まずは、新潟のきゅうりについて理解を深めましょう。

新潟県「4月の旬 きゅうり」によると、新潟県産のきゅうりの概要が次のようにまとめられます。

  • 新潟のきゅうりは、水田地帯の豊富な地下水を活用して栽培
  • みずみずしさと「パリッ」とした歯切れの良さが特徴
  • 主産地は新潟市で県内出荷量の5割程度を占める
  • ハウス栽培と露地栽培が組み合わされ、3月~11月の期間で出荷

 

きゅうりの供給動向~全国的な作付面積・収穫量・出荷量~

次いで、全国的な栽培動向について確認してみましょう。

農水省「作況調査(野菜))」をもとに供給側の動向を確認してみます。すると下の表の通り、作付面積や収穫量、出荷量とも、宮崎、群馬、埼玉、福島などが主要産地となっているようです。

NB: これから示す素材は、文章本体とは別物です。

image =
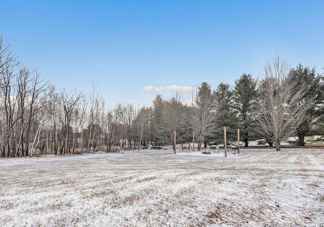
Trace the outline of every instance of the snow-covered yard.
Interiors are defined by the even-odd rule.
[[[1,226],[324,226],[324,150],[0,159]]]

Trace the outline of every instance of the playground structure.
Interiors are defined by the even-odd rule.
[[[181,143],[180,145],[180,149],[179,151],[190,151],[191,152],[193,150],[192,147],[189,142],[185,142]]]
[[[233,154],[233,151],[234,151],[234,154],[236,154],[236,150],[237,150],[237,152],[238,154],[239,154],[239,129],[237,128],[237,146],[232,146],[231,147],[230,147],[230,148],[231,149],[231,151],[232,151],[232,153]],[[173,143],[173,150],[174,151],[174,153],[176,154],[176,142],[177,142],[177,134],[176,134],[176,130],[174,130],[173,131],[173,134],[174,134],[174,143]],[[227,142],[226,142],[226,127],[224,126],[224,154],[225,155],[225,157],[227,157],[227,148],[228,148],[228,151],[229,151],[229,149],[230,147],[227,147]],[[201,142],[201,137],[197,137],[197,139],[198,139],[198,141],[199,142]],[[193,132],[192,133],[192,142],[193,142],[193,149],[192,149],[192,148],[191,147],[191,145],[189,143],[183,143],[181,144],[181,145],[180,146],[180,150],[179,151],[184,151],[184,149],[186,149],[188,151],[194,151],[194,132]],[[188,146],[184,146],[184,144],[188,144]],[[215,149],[215,150],[214,151],[214,153],[216,153],[216,152],[217,151],[218,153],[219,153],[219,148],[218,149]],[[205,151],[204,152],[202,152],[203,154],[210,154],[211,153],[210,152],[209,150],[208,151]]]

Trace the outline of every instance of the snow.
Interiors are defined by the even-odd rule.
[[[324,226],[324,149],[0,159],[0,226]]]

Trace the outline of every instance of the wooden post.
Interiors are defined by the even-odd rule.
[[[227,157],[227,147],[226,146],[226,126],[224,126],[224,148],[225,149],[225,157]]]
[[[192,150],[194,151],[194,131],[192,132],[192,142],[193,142],[193,144],[192,145]]]
[[[237,128],[237,153],[239,154],[239,128]]]
[[[174,153],[176,153],[176,145],[177,144],[177,133],[176,132],[176,130],[173,131],[173,137],[174,138],[174,145],[173,147],[173,150],[174,151]]]

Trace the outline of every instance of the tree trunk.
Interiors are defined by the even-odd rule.
[[[275,150],[280,151],[280,140],[277,139],[277,141],[275,142]]]
[[[300,135],[298,138],[298,145],[305,147],[305,136]]]
[[[245,132],[244,133],[244,146],[246,148],[249,147],[249,132]]]

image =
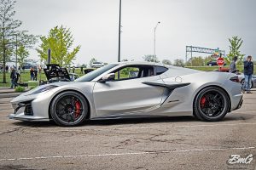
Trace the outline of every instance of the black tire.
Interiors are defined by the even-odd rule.
[[[244,79],[242,79],[241,81],[241,88],[242,88],[242,87],[243,87],[243,84],[244,84]],[[251,82],[251,88],[253,88],[253,82]]]
[[[194,116],[201,121],[221,121],[229,111],[230,99],[227,95],[218,87],[203,88],[194,100]]]
[[[81,124],[86,119],[89,107],[82,94],[66,91],[55,97],[49,110],[56,124],[73,127]]]

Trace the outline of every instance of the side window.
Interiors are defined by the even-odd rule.
[[[139,68],[137,66],[128,66],[122,68],[119,71],[114,72],[114,80],[127,80],[132,78],[137,78],[139,72]]]
[[[155,66],[154,68],[156,75],[160,75],[168,70],[166,67],[164,66]]]

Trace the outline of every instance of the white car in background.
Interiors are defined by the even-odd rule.
[[[104,66],[104,63],[102,63],[102,62],[93,62],[91,64],[92,68],[100,68],[102,66]]]

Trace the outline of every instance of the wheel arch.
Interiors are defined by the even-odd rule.
[[[52,119],[51,115],[50,115],[50,106],[51,106],[51,104],[52,104],[53,100],[60,94],[61,94],[63,92],[68,92],[68,91],[69,92],[73,91],[73,92],[79,93],[79,94],[81,94],[84,98],[84,99],[85,99],[85,101],[86,101],[86,103],[88,105],[88,114],[86,115],[86,119],[90,119],[90,102],[89,102],[88,99],[86,98],[86,96],[83,93],[81,93],[81,92],[79,92],[78,90],[74,90],[74,89],[65,89],[65,90],[60,91],[60,92],[58,92],[57,94],[55,94],[55,96],[50,99],[50,102],[49,102],[49,107],[48,107],[48,116],[49,116],[49,119],[50,119],[50,120]]]
[[[225,90],[224,88],[220,87],[220,86],[218,86],[218,85],[208,85],[208,86],[206,86],[206,87],[203,87],[202,88],[201,88],[197,93],[195,95],[194,99],[193,99],[193,105],[195,102],[195,99],[196,97],[198,96],[199,93],[201,92],[203,89],[207,88],[209,88],[209,87],[215,87],[215,88],[221,88],[224,93],[225,93],[225,95],[228,96],[228,99],[229,99],[229,102],[228,102],[228,111],[230,112],[230,109],[231,109],[231,99],[230,99],[230,96],[229,94],[229,93],[227,92],[227,90]],[[193,115],[194,115],[194,107],[193,107]]]

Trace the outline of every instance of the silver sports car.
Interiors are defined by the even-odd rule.
[[[195,116],[220,121],[241,107],[236,75],[148,62],[105,65],[74,82],[39,86],[15,98],[11,119],[54,120],[76,126],[85,119]]]

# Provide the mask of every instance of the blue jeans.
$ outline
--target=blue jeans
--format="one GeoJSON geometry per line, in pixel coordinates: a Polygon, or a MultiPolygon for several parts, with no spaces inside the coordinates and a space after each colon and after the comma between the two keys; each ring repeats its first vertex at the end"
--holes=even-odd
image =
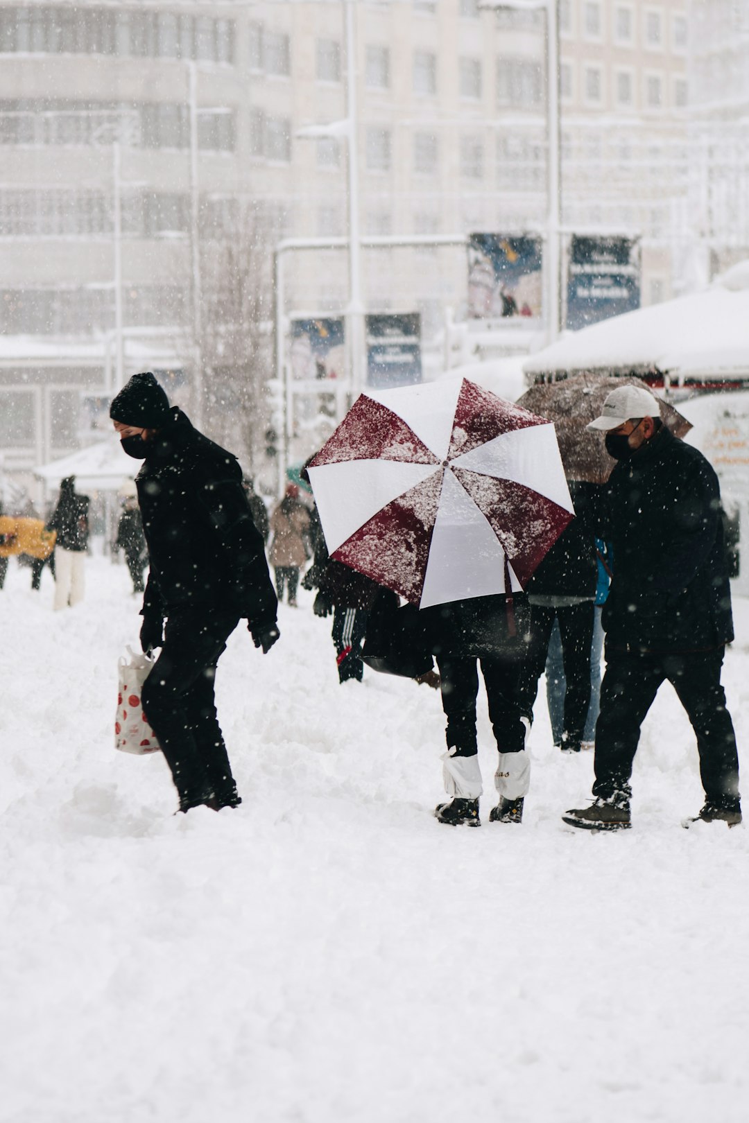
{"type": "MultiPolygon", "coordinates": [[[[601,624],[602,604],[595,605],[595,617],[593,620],[593,643],[591,646],[591,703],[587,707],[585,719],[584,741],[595,739],[595,723],[601,709],[601,656],[603,654],[603,626],[601,624]]],[[[549,650],[546,658],[546,702],[549,707],[551,720],[551,736],[555,745],[561,745],[564,732],[565,692],[567,684],[565,681],[565,668],[561,663],[561,638],[559,636],[559,621],[554,621],[549,650]]]]}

なお、新潟は作付面積で全国7位であるものの、収穫量で20位、出荷量で24位と中位となっています。作付面積の割に収穫量・出荷量が少ない背景には、もしかしたら、栽培したきゅうりを家族、親戚、知人の間で自家消費してしまうため、市場に出まわる量が限られているのかもしれません。

 

きゅうりの作付面積、収穫量、出荷量

 

きゅうりの需要動向~1世帯あたりの年間支出金額と年間購入数量~

続いて、総務省「家計調査」を使って需要側の動向をみてみます。なお、「家計調査」の見方については、こちらの投稿をご確認下さい。

まずは、きゅうりに対する1世帯当たりの年間支出金額の推移をみてみましょう。この10年ほどの支出額をみると、ほぼ横ばいで推移しています。

 

きゅうりの品目別支出金額

 

また、同様に月別でみると、5月の支出額が最も多く、以下、6月、9月と続いています。

 

きゅうりの月ごとの品目別支出金額

 

参考までに、きゅうりに対する1世帯あたりの年間支出金額(2014年~2016年平均)を都道府県庁所在市(政令指定都市を含む)別¹にみると、関東地方の自治体が概ね上位に位置しています。私たちが住む新潟市は支出金額で9位、購入数量で7位とトップテンに入っています。

 

きゅうりの品目別支出金額・都道府県別

 

最後に、2016年のきゅうりに対する1世帯当たりの支出金額と100世帯あたりの年間購入頻度を組み合わせて他の野菜等と比べてみました。すると、きゅうりはねぎ、きゃべつ、たまねぎと似たような支出金額・購入頻度となっており、比較的購入する機会・頻度の高い野菜であるとことが理解できます。

 

野菜の年間支出金額と購入頻度

 

感想

作付け面積、支出金額・購入数量をみると、新潟はきゅうり好きな地域の一つと言えそうです。

出荷の最盛期を迎えている時期だからこそ、きゅうりで食卓を彩ってみてはいかがでしょうか。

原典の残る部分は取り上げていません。